La miro con expresión desconfiada y tomo la pastilla de un golpe.

—“¡No! ¡No has debido tomar la pastilla! —exclama la voz—. Ahora, ¿cuánto tiempo nos queda?”

—¡Demonios! Por la posición del sol asumo que pronto serán las seis.

—“Oh no, muy mal asunto”.

—¡Lo sé! ¡Lo sé! En unos instantes ya no tendré el control sobre mi mente y mi cuerpo, perderé el conocimiento y ¡hasta mañana, Carena!

—“¿Lo harás?”

—Sí —digo, poseída por esa loca idea—. Tengo que concentrarme. ¡Debo hacerlo!

—“Entonces hay que empezar esta fase de la operación de inmediato. Olvídate de la pastilla, Carena, debes controlarte. Observa la escena. Ubica el lápiz y el papel. ¡De prisa!”

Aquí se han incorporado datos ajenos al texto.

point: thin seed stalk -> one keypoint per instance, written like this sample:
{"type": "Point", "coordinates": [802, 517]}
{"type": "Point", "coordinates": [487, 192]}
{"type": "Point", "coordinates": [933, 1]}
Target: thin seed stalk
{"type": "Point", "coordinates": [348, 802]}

El amplio salón de paredes blancas está repleto de mesitas y sillas acolchadas, todas regadas en cualquier parte y en ellas juegan los pacientes con múltiples juegos de mesa: parchís, dominós, ajedrez y damas. Ventanales muy altos y enrejados inician a un poco más de un metro del suelo. Reina una atmósfera intranquila caracterizada por el delirio, la agitación y el furor. Deambulan sin orden ni concierto los furiosos, los peligrosos o como dice el doctor eufemísticamente: los pacientes mentales. Gordos, flacos, altos, bajos, jóvenes, viejos, tristes, risueños, tranquilos e inquietos. ¡Todos bien locos! Un hilo musical ambienta el lugar: lamentos, murmullos, cuchicheos y uno que otro grito estridente. Los lápices y las hojas se encuentran encima de la barra de la recepción situada detrás de la puerta principal del salón, donde una enfermera gorda parlotea amenamente por teléfono. La puerta está cubierta por una malla metálica y cerrada con llave, custodiada además, por un guardia flemático. Tres enfermeras atienden a algunos pacientes. Un guardia recorre lentamente los espacios con las manos entrelazadas detrás de la espalda. A mi derecha, uno de los grandes ventanales filtra a través de sus paneles de vidrio los últimos rayos del sol. Frente a mí, la mesita donde reposa el partido de ajedrez que abandoné y a mi izquierda, el desastre que se avecina...

—“¡Eh, Carena! Los pacientes están muy alterados hoy —susurra la voz en tono de malicioso soborno—. ¡Eso está a nuestro favor!”

—Así es —afirmo con expresión calculadora—. Solamente un milagro evitaría que las enfermeras y los guardias adviertan mi propósito.

—“¡Entonces, mézclate entre la muchedumbre de locos, Carena! ¡Ahora!”